In the last week, we had to test our system on larger racetracks than in our small lab. We fortunately got a large gym but only for the night, leading to all of us shifting our sleeping schedule to the day. We powered through this last week and fixed a great deal of issues typical when setting up new systems. Our final testing included the mapping procedure, setting up and running multiple qualifying rounds and testing the system for longevity on a different race tracks.
The Competition
Arriving at the CDC in Milan, we were greated with open arms by the organizers and other teams. In the initial stage, each team has 5 minutes alone on the race track to map which went smoothly for thanks to our preperation. In the next two days, we were allowed to freely use the race track to test and setup our system.
Samir and I took turnes to tune our controllers on the car. While Samir was tuning his reactive controller used for races, I tuned the pure-pursuit controller we used for qualifying and the corresponding raceline used as reference for the controller. Here we the key points of adjustment were a sector-based modification of the speed and the computation of the look-ahead point. We initially had troubles with an overloaded CPU of the NVIDIA Jetson Orin Nano due to redundant marker object creation for visualization in the ROS2 framework, sending of redundant messages and wrong configuration of the particle-based localization.
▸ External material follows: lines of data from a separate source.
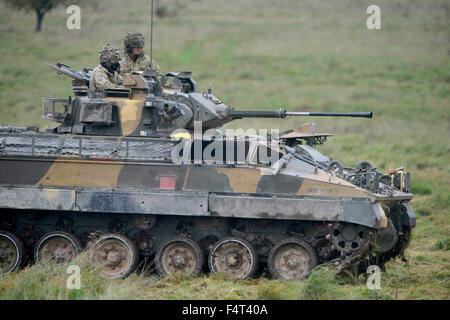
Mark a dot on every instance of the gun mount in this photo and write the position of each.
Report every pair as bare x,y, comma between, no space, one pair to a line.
148,106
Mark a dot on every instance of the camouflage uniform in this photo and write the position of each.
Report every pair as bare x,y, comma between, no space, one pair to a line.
101,78
127,65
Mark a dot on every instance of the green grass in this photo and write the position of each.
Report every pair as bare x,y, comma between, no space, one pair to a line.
302,55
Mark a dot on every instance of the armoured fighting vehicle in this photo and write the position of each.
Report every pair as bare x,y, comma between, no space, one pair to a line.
143,172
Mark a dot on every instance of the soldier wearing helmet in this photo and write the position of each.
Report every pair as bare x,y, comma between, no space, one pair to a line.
106,74
134,59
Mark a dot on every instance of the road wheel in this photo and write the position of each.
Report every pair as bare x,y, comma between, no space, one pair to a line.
116,254
179,255
292,259
57,247
11,253
233,256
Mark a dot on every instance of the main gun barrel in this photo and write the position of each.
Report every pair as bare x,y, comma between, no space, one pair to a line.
282,113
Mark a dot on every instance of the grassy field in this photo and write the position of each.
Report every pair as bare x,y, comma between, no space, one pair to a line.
303,55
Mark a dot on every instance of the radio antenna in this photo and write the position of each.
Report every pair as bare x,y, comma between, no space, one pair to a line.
151,39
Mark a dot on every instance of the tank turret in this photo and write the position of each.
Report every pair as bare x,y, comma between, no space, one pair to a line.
148,106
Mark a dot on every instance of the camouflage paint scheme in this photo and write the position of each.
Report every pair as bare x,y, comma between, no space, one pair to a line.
111,192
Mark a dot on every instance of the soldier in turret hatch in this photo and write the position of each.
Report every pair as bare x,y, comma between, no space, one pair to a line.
134,59
106,74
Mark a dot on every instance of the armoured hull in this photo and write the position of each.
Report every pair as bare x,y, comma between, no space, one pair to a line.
191,216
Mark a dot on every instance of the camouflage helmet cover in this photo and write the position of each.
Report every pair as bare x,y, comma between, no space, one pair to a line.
134,40
110,54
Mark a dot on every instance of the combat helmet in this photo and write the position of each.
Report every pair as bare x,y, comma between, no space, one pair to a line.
110,54
133,40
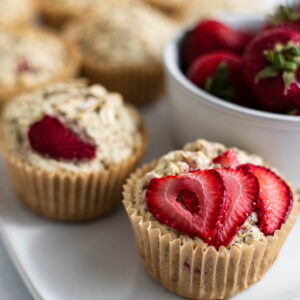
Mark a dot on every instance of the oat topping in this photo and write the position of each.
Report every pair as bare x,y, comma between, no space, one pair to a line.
215,8
77,5
29,57
195,156
91,112
15,11
126,35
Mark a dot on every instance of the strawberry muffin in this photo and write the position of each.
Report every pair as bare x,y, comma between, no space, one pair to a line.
16,12
69,147
122,48
31,58
209,221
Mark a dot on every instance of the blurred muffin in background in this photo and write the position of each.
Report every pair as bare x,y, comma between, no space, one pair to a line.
198,9
57,13
17,12
69,148
31,58
122,49
175,9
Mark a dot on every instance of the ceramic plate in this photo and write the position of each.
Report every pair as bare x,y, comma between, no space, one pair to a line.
99,260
We also realized that our router used for communication with the car was not suitable for the high-interference environment on such competitions. Within the ROS2 framework the lossy message transfer of the DDS system resulted delayed or dropped messages. This primarily hindered the localization input to the controller and the output of it to the motor controller. With two long days of testing and evenings of implementing, we felt up for the qualifying.
The qualifying went well and we were able to achieve the fifth best time. There was a clear gap between the other top-four teams and the rest of us. Especially, team Scuderia Segfault from the TU Vienna, which we had a great time meeting, showed an exceptional pace. In the playoff round, we found ourselves against ForzaETH in the second round. Due to prior mechanical issues, they had a significant disadvantage going into the race. The robust and quick driving of our reactive controller pulled through the race while ForzaETH crashed multiple times allowing us to siege a win against one of the leading teams. Ultimately, we made the fourth place overall in our first competition which was cause to celebrate!
Overall, my team and I made a lot of new friends at the competition and had great fun participating. We are excited for upcoming competitions and meeting everybody again. Especially, I want to thank the organizers Rahul Mangharam and Ahmad Amine who we had great talks with and were very helpful in helping us with the start into the competition.